From Bob Baffert's perch, the view was sickening. When War Emblem stumbled, the Triple Crown was gone - poof - and there was no place left to hide. All Baffert could hope for was a ration of comfort from his closest friends and family. The Bafferts are known, however, for reminding each other at regular intervals that all glory is fleeting.

"This was like the Rainbow Derby you lost when Zure Hope Again didn't break," said Gambel, Bob's youngest brother. "Remember how you chewed us out in the car all the way back to the airport?"

"Thanks a lot," Bob replied. "I haven't felt this bad since that day."

Okay, so it's a stretch. Zure Hope Again was Baffert's best 3-year-old of 1988 when his horses were all out to get 400 yards. The Rainbow Derby is run at Ruidoso Downs, in the mountains of southern New Mexico, and in 1988 it was worth $396,353, a good pot for Quarter Horses but a long way from the $5.6 million at stake in the Belmont. Besides that, there were definitely not 103,222 fans in attendance.

"I think that's the last time I had a horse standing so wrong he fell completely down," Baffert said.

The Belmont Park starting gate crew, led by Bob Duncan, is considered among the best in the business. Baffert refused to blame War Emblem's stagger on anything but bad luck.

"It wasn't their fault," Baffert said. "He lifted a leg and was moving when they kicked it. Apparently, he did not get the last look. After it happened, I just wish Victor [Espinoza] would have kept him behind horses longer. As long as it looks like you might lose, you might as well give the sonofagun an education."
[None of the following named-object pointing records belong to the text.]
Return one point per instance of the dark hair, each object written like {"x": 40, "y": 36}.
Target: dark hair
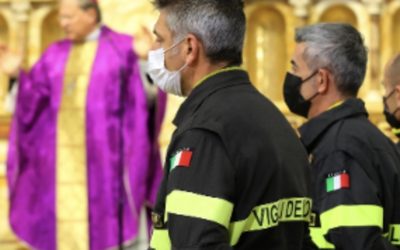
{"x": 219, "y": 25}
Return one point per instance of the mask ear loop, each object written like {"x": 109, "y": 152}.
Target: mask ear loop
{"x": 305, "y": 80}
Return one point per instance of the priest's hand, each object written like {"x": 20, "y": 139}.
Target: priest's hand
{"x": 10, "y": 62}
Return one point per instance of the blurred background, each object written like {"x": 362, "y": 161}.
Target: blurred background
{"x": 29, "y": 26}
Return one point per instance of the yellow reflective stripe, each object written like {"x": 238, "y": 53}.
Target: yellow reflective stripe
{"x": 394, "y": 234}
{"x": 271, "y": 214}
{"x": 317, "y": 235}
{"x": 396, "y": 131}
{"x": 199, "y": 206}
{"x": 352, "y": 216}
{"x": 346, "y": 216}
{"x": 160, "y": 240}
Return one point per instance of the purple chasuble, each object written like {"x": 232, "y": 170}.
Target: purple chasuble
{"x": 31, "y": 158}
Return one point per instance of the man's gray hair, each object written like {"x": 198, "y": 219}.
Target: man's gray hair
{"x": 91, "y": 4}
{"x": 339, "y": 48}
{"x": 219, "y": 25}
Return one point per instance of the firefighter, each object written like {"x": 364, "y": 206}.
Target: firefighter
{"x": 355, "y": 168}
{"x": 236, "y": 174}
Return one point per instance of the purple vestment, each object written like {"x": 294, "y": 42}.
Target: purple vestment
{"x": 31, "y": 162}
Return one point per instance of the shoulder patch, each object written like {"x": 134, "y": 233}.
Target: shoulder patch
{"x": 182, "y": 158}
{"x": 338, "y": 180}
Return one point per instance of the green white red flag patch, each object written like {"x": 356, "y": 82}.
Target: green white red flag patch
{"x": 182, "y": 158}
{"x": 337, "y": 181}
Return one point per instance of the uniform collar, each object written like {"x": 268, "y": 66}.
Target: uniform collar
{"x": 210, "y": 84}
{"x": 315, "y": 127}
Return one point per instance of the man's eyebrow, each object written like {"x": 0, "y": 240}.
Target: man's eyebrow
{"x": 156, "y": 33}
{"x": 294, "y": 64}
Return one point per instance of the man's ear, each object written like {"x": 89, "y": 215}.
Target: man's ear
{"x": 324, "y": 80}
{"x": 192, "y": 50}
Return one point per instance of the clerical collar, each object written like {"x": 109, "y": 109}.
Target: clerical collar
{"x": 94, "y": 35}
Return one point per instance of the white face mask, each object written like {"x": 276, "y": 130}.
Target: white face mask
{"x": 168, "y": 81}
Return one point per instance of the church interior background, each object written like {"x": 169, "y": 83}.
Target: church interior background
{"x": 29, "y": 26}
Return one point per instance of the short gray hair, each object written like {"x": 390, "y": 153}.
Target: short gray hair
{"x": 219, "y": 25}
{"x": 339, "y": 48}
{"x": 91, "y": 4}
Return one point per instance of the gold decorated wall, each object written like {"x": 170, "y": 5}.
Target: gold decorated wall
{"x": 29, "y": 26}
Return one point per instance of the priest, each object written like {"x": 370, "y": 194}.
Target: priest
{"x": 82, "y": 163}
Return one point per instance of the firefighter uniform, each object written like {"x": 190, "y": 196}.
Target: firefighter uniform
{"x": 355, "y": 180}
{"x": 236, "y": 175}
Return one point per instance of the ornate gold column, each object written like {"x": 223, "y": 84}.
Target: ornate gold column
{"x": 301, "y": 10}
{"x": 373, "y": 96}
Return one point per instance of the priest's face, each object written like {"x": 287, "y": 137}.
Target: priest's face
{"x": 76, "y": 22}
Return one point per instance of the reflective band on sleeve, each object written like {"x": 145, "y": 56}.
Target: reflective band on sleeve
{"x": 352, "y": 216}
{"x": 346, "y": 216}
{"x": 199, "y": 206}
{"x": 394, "y": 234}
{"x": 160, "y": 240}
{"x": 317, "y": 235}
{"x": 270, "y": 215}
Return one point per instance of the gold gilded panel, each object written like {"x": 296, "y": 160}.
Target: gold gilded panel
{"x": 339, "y": 13}
{"x": 266, "y": 51}
{"x": 4, "y": 36}
{"x": 51, "y": 30}
{"x": 396, "y": 32}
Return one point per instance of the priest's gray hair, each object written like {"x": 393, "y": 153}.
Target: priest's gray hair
{"x": 219, "y": 25}
{"x": 91, "y": 4}
{"x": 339, "y": 48}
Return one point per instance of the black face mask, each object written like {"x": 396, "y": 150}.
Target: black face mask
{"x": 293, "y": 98}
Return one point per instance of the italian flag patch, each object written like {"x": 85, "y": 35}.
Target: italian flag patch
{"x": 182, "y": 159}
{"x": 337, "y": 181}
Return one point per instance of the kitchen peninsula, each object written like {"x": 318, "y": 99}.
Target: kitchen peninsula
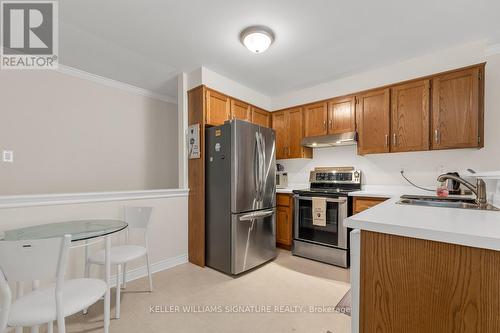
{"x": 427, "y": 269}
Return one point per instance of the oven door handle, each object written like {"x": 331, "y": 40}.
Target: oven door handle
{"x": 339, "y": 200}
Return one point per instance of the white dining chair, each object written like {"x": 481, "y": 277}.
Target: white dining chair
{"x": 42, "y": 260}
{"x": 138, "y": 219}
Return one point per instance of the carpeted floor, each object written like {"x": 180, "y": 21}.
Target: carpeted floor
{"x": 291, "y": 294}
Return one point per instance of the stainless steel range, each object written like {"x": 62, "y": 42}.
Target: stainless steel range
{"x": 328, "y": 240}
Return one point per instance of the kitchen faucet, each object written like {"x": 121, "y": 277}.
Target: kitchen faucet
{"x": 479, "y": 189}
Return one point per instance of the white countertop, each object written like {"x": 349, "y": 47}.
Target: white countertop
{"x": 450, "y": 225}
{"x": 388, "y": 191}
{"x": 292, "y": 187}
{"x": 378, "y": 191}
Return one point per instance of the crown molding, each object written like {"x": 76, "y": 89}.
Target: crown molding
{"x": 492, "y": 50}
{"x": 113, "y": 83}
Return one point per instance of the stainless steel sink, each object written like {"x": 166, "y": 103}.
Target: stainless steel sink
{"x": 448, "y": 202}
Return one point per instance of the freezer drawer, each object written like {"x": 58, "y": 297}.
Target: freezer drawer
{"x": 253, "y": 239}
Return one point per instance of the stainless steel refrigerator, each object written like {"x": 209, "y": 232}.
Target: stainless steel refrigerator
{"x": 240, "y": 196}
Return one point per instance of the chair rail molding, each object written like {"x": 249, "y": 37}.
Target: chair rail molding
{"x": 16, "y": 201}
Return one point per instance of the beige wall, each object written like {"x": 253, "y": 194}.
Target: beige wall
{"x": 70, "y": 134}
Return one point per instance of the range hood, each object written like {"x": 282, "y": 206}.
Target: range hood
{"x": 333, "y": 140}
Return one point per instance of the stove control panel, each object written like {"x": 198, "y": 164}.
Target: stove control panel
{"x": 336, "y": 177}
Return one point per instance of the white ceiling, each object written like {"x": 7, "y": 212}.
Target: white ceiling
{"x": 148, "y": 42}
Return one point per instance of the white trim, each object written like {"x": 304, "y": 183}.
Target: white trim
{"x": 16, "y": 201}
{"x": 492, "y": 50}
{"x": 113, "y": 83}
{"x": 159, "y": 266}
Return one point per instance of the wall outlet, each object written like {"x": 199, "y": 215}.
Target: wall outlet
{"x": 8, "y": 156}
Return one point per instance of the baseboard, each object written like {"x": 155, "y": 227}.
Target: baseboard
{"x": 159, "y": 266}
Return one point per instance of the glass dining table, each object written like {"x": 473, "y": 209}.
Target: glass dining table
{"x": 80, "y": 230}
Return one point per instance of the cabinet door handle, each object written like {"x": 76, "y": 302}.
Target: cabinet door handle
{"x": 436, "y": 136}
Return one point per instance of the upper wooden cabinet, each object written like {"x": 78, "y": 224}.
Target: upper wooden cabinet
{"x": 240, "y": 110}
{"x": 217, "y": 108}
{"x": 289, "y": 127}
{"x": 457, "y": 111}
{"x": 373, "y": 121}
{"x": 410, "y": 116}
{"x": 279, "y": 126}
{"x": 341, "y": 115}
{"x": 261, "y": 117}
{"x": 316, "y": 117}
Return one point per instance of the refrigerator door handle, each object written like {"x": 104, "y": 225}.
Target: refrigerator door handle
{"x": 259, "y": 162}
{"x": 263, "y": 157}
{"x": 257, "y": 215}
{"x": 256, "y": 170}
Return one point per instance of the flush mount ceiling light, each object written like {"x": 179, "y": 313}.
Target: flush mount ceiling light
{"x": 257, "y": 38}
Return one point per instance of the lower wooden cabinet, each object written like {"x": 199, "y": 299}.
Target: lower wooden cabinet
{"x": 284, "y": 220}
{"x": 414, "y": 286}
{"x": 362, "y": 203}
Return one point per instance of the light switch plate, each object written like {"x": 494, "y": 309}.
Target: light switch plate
{"x": 8, "y": 156}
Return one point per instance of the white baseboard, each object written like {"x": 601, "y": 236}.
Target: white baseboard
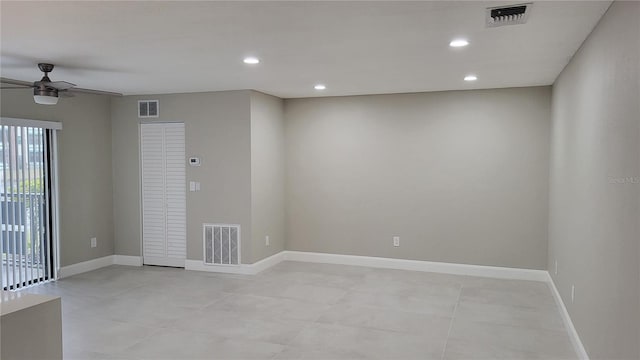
{"x": 418, "y": 265}
{"x": 376, "y": 262}
{"x": 568, "y": 324}
{"x": 242, "y": 269}
{"x": 127, "y": 260}
{"x": 85, "y": 266}
{"x": 98, "y": 263}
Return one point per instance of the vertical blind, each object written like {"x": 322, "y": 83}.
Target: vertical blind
{"x": 25, "y": 206}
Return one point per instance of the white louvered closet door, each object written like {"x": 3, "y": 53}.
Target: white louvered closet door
{"x": 164, "y": 233}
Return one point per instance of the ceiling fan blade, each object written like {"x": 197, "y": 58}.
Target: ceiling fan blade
{"x": 96, "y": 92}
{"x": 15, "y": 82}
{"x": 60, "y": 85}
{"x": 65, "y": 94}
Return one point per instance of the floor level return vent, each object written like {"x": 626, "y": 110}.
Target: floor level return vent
{"x": 221, "y": 244}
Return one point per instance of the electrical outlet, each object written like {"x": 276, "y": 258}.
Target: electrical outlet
{"x": 396, "y": 241}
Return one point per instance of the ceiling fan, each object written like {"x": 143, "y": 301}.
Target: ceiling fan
{"x": 47, "y": 92}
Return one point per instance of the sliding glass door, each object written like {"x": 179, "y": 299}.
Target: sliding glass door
{"x": 26, "y": 241}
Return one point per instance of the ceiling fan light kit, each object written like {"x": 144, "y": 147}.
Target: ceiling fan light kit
{"x": 45, "y": 99}
{"x": 47, "y": 92}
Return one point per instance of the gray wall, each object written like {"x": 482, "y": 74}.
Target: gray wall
{"x": 460, "y": 176}
{"x": 84, "y": 149}
{"x": 267, "y": 175}
{"x": 595, "y": 186}
{"x": 218, "y": 130}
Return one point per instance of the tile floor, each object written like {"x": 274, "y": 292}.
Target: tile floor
{"x": 305, "y": 311}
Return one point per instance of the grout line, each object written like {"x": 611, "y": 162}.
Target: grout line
{"x": 446, "y": 342}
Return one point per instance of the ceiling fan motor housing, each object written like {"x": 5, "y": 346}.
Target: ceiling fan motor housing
{"x": 45, "y": 67}
{"x": 42, "y": 90}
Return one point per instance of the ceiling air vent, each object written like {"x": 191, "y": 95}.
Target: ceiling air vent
{"x": 148, "y": 108}
{"x": 508, "y": 15}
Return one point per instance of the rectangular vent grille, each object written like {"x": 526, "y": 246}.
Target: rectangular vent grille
{"x": 221, "y": 244}
{"x": 148, "y": 108}
{"x": 508, "y": 15}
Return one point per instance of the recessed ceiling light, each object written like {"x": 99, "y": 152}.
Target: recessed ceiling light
{"x": 458, "y": 43}
{"x": 251, "y": 60}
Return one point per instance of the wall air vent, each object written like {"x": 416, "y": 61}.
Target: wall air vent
{"x": 221, "y": 244}
{"x": 148, "y": 108}
{"x": 508, "y": 15}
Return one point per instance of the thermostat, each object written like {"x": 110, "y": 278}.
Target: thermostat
{"x": 194, "y": 161}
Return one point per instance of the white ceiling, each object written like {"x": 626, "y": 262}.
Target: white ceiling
{"x": 352, "y": 47}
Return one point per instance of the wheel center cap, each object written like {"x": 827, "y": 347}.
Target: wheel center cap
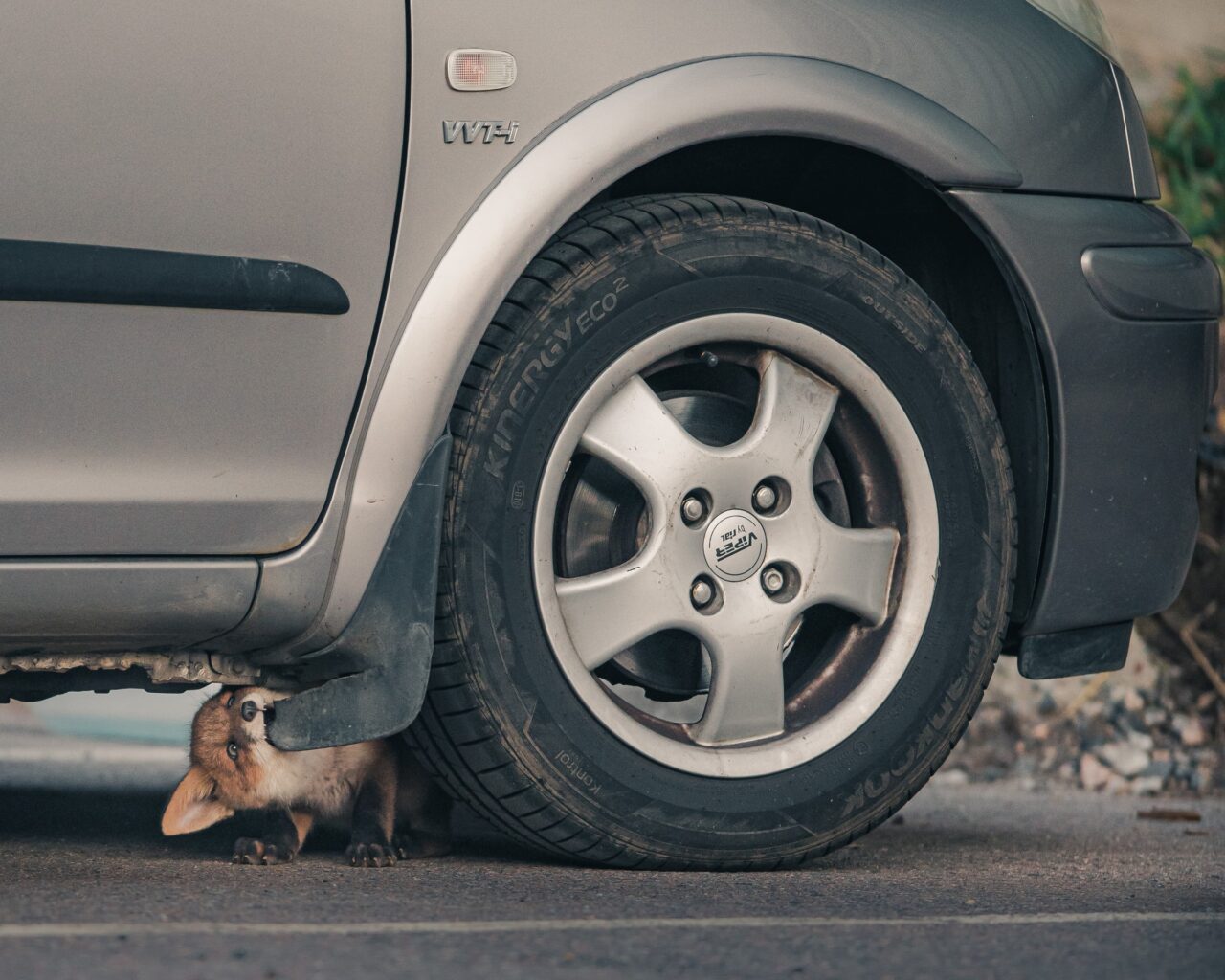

The rest of us may never learn. The Triple Crown is an artificial grail, and inexplicably difficult. At its best, the Crown gives the game a day in the sun, when racing has a chance impress a sports culture that normally could care less.

As for the worst, that is already on record. When Sarava and War Emblem deplaned in Louisville on Sunday afternoon, the shining stars of the 2002 Triple Crown, so did the 5-year-old mare Imadeed. With her damaged leg in a Kimsey splint, she was on her way to the Rood & Riddle Clinic in Lexington, where she was given a 50-50 chance of pulling through. Right now, those are the only odds that count.